Nonprofits exist to execute a mission that serves a need as opposed to the commercial sector whose mission is to turn a profit on goods or services. That said, being a nonprofit does not mean being nonprofitable, in fact our sector relies on many more vehicles for sustainability than our profit driven counterparts. Whether the nonprofit has a membership, performs intermediary functions, produces research, or provides emergency services, cycles of fund development activity are always in play.
As a career fund development professional, I’m familiar with coalitions of funders who come together to fund topical needs like the Aspen Institute did around Opportunity Youth and the California Funders for Boys and Men of Color are doing around young men and boys of color. What about the converse – nonprofits collaborating for funding opportunities?
What is Collaborative Fundraising and Why Would a Nonprofit Do That?
Collaborative fundraising is when nonprofits apply jointly for a funding opportunity. There are several reasons why a hungry nonprofit would be willing to share the bounty from a potential award. The main reason organizations collaborate is to improve their competitiveness. It would be better to get 25% of a bazillion dollar, multi-year grant than to get nothing, right? Other reasons include: not being able to perform all required activities in the opportunity, funders requiring or giving preference points to organizations who partner, not being able to serve an entire geographic area, not having capacity to or expertise in all of the required areas, or simply not qualifying to be the lead applicant. Big funding opportunities also create the space for partnerships to be forged or strengthened as they have the potential to bring a diverse combination of organizations to the table who would not otherwise convene. Ad hoc collaboratives are also a good way to build trust with the community, your partners, and the funder.
While I’ve worked for agencies of county government where it was magically easy to convene partners around an opportunity or even a concept, most of my career has been in small, scrappy nonprofits where diverse convenings rarely happen organically. When you’re small and provide a distinct and discrete service, you have a value add that might be nuanced enough to get you to the table with some big players. Through the process, you may develop a powerful new ally and partner, regardless of the grant outcome. If your organization is prospecting a funder that has a pet nonprofit darling, partnering with that nonprofit on a funding opportunity may be a nuanced prospect strategy for angling in on that donor. Triple win.

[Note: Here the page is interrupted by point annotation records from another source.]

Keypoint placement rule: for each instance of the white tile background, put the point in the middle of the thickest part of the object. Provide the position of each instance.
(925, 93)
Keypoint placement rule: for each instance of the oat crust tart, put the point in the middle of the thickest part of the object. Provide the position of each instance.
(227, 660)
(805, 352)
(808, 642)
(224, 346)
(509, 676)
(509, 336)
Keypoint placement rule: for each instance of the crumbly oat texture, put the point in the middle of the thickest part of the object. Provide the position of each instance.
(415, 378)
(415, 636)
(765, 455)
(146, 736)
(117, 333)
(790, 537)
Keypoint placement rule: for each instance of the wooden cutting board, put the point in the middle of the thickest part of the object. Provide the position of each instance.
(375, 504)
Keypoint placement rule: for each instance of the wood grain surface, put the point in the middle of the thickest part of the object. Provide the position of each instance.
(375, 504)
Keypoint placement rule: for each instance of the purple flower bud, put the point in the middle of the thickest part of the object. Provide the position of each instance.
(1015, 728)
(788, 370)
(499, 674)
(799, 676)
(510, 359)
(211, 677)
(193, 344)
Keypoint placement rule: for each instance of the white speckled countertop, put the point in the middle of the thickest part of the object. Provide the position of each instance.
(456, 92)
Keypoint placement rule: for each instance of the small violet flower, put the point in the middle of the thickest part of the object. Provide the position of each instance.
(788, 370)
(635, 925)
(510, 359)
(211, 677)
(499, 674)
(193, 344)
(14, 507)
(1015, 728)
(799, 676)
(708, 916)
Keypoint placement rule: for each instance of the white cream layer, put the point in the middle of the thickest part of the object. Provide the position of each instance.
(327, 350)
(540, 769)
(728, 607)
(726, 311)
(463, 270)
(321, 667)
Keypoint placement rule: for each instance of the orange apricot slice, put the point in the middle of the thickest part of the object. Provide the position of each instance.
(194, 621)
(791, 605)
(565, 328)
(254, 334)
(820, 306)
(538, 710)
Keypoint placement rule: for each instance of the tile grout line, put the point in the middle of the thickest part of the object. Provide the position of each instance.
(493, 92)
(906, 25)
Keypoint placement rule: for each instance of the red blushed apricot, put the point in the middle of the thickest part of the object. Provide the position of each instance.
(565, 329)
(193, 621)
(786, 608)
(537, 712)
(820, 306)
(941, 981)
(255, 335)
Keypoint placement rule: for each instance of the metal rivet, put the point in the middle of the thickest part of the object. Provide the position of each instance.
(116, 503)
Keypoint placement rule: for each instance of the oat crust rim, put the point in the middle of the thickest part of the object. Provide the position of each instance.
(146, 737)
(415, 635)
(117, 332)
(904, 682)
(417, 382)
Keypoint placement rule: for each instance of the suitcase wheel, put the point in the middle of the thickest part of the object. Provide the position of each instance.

Here’s a happy recent example. Urban Strategies Council has provided services throughout the five (or seven or nine…the number keeps changing) county Bay Area for much of our 30 years, however, we still have a reputation of serving only Oakland and Alameda County. With our recent leadership change came an emphasis on intentionally pitching or seeing work regionally, namely in south Alameda County and Contra Costa for starters. When an RFP to fund early childhood initiatives in seven high-needs census tracts was released by First 5 Alameda County, we homed in on the tract in South Hayward that is served by the Union City Kids’ Zone. The Council neither provides direct services, nor operates in the identified census tract, so we did not qualify to apply for multiple reasons. Since we respect the heck out of the work being done by the Kids’ Zone and knew their thinly stretched staff likely did not have capacity to write a competitive application, we offered to provide fund development technical assistance in exchange for being written into the grant as a primary partner. Not only was the Kids’ Zone among only four organizations awarded the highly competitive grant, but our two organizations established a new partnership where we’ll get to work together for the next three years. The Council did not qualify to apply for this opportunity, but by collaborating, we will receive funding for our research and fund development departments and more importantly we’ll have an opportunity to support service solutions in an extremely high-needs area of south county.